An old school flatland BMX trick, the decade consists in a full body rotation over the
steering tube, only holding onto the handlebars.
Hold onto the bars
Regroup over the bars and hold tight.
The decade is fairly simple to launch, but you'll need enough strength and commitment to
hold yourself over the handlebars for the entire duration of the move.
Here again, make sure your brake hoses can take a full bar spin without blocking the move
or being teared apart.
You should launch it rotating to your back-foot side, turning away from your front foot
to get the longest reach on your front pedal.
To begin with, it is easier to learn the decade on a very smooth surface
where a rock-hard inflated front tyre will spin more easily.
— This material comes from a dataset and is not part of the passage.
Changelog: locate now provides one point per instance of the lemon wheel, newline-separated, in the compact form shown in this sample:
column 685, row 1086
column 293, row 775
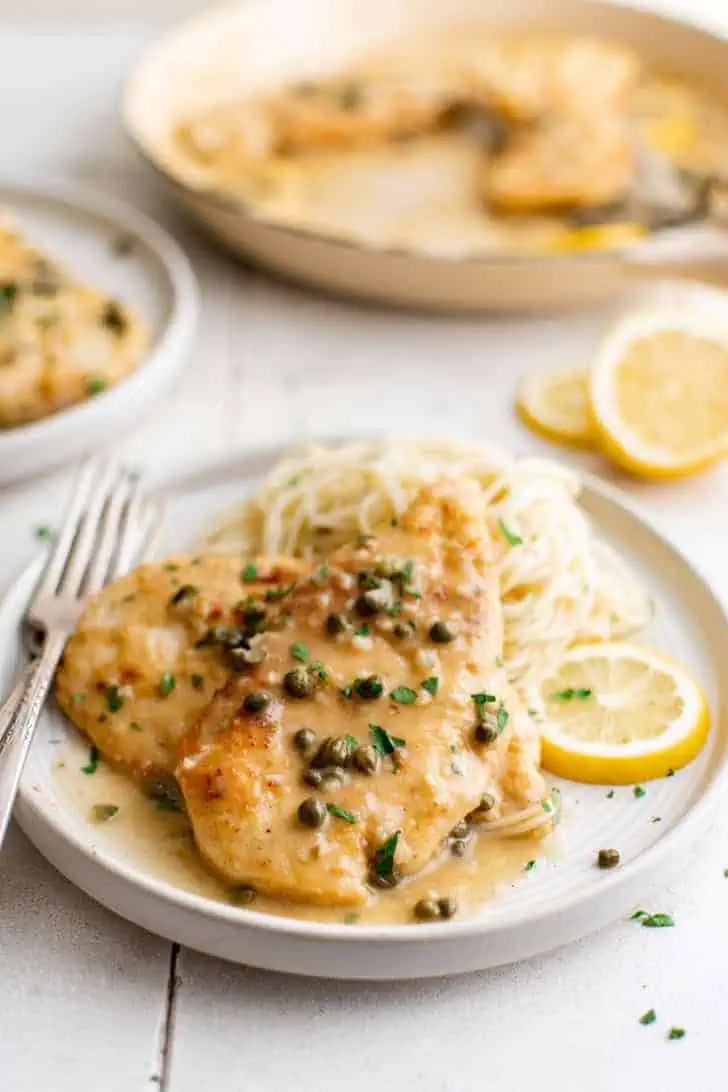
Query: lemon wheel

Too much grip from a heavily textured ground or low pressure in your front tyre would definitely kill your momentum as you try to spin around the steering tube.
Surge into a full upper-body swing.
Ride at a very low pace, merely moving forward. To prepare for the rotation, turn the bars to your front foot side, moving your hips away to the other side and
leaning your torso to ready for a full upper-body swing.
Then lock the front brake and swing the handlebars to your back-foot side, keeping your shoulders and torso well over the bars to
follow the rotation. You can give more momentum to this rotation by swinging your hips over to your front foot.
You'll reach a point where you can no longer twist your torso to follow the rotation, instead, jump off your front
pedal to regroup over the handlebars.
Don't get your feet stuck onto the frame, tuck your knees well high as if you wanted to leapfrog the handlebars and
hold yourself over the bars with your arms locked.
The bars keep spinning but tyre friction will slow your rotation, it often feels like you'll never maintain yourself up for long enough.
As your feet reach the other side of the frame, make sure to clear your front foot over the top tube of the bike, and only then, push yourself away from the handlebars back over the bike, reaching for your front pedal.
Receptions on the pedals can be a bit tricky, especially if you were not quite able to hold yourself for long enough over the handlebars. The most common failure scenario is to hit the top tube with both feet before you get a chance to reach for the pedals.
One thing that will make the rotation easier is to lock the front brake as you launch the decade from a walking pace. This helps the whole bike rock slightly on its front wheel, tilting the steering tube closer to the vertical.
You don't want to overdo this as the frame could swing to the side. If you surge too far, off-centred from the steering tube, then your rotation
will likely fail at 180°.
After a few tries, you'll figure out where is the balance point you should reach over the handlebars, your hips right
over your tyre's contact point with the ground.
Commitment, locking your arms and finding the right balance point are what will keep you long enough in the air
for the whole rotation.
Tuck your knees as high and for as long as you can, you'll spin faster and further.
Click on any photo and use the scroll-wheel to animate the move.
1° Turn the bars to your front foot side, moving your hips away to the other side and leaning your torso to ready for a full upper-body swing.
2° lock the front brake and swing the handlebars to your back-foot side, keeping your shoulders and torso well over the bars to follow the rotation.
3° You'll reach a point where you can no longer twist your torso to follow the rotation. Jump off your front pedal to regroup over the handlebars.
4° Regroup over the handlebars and tuck your knees well high as if you wanted to leapfrog the handlebars.
5° Hold yourself over the bars with your arms locked, try to maintain your knees up against your chest for as long as you can.
6° As your feet reach the other side of the frame, clear your front foot over the top tube before reaching for your pedals.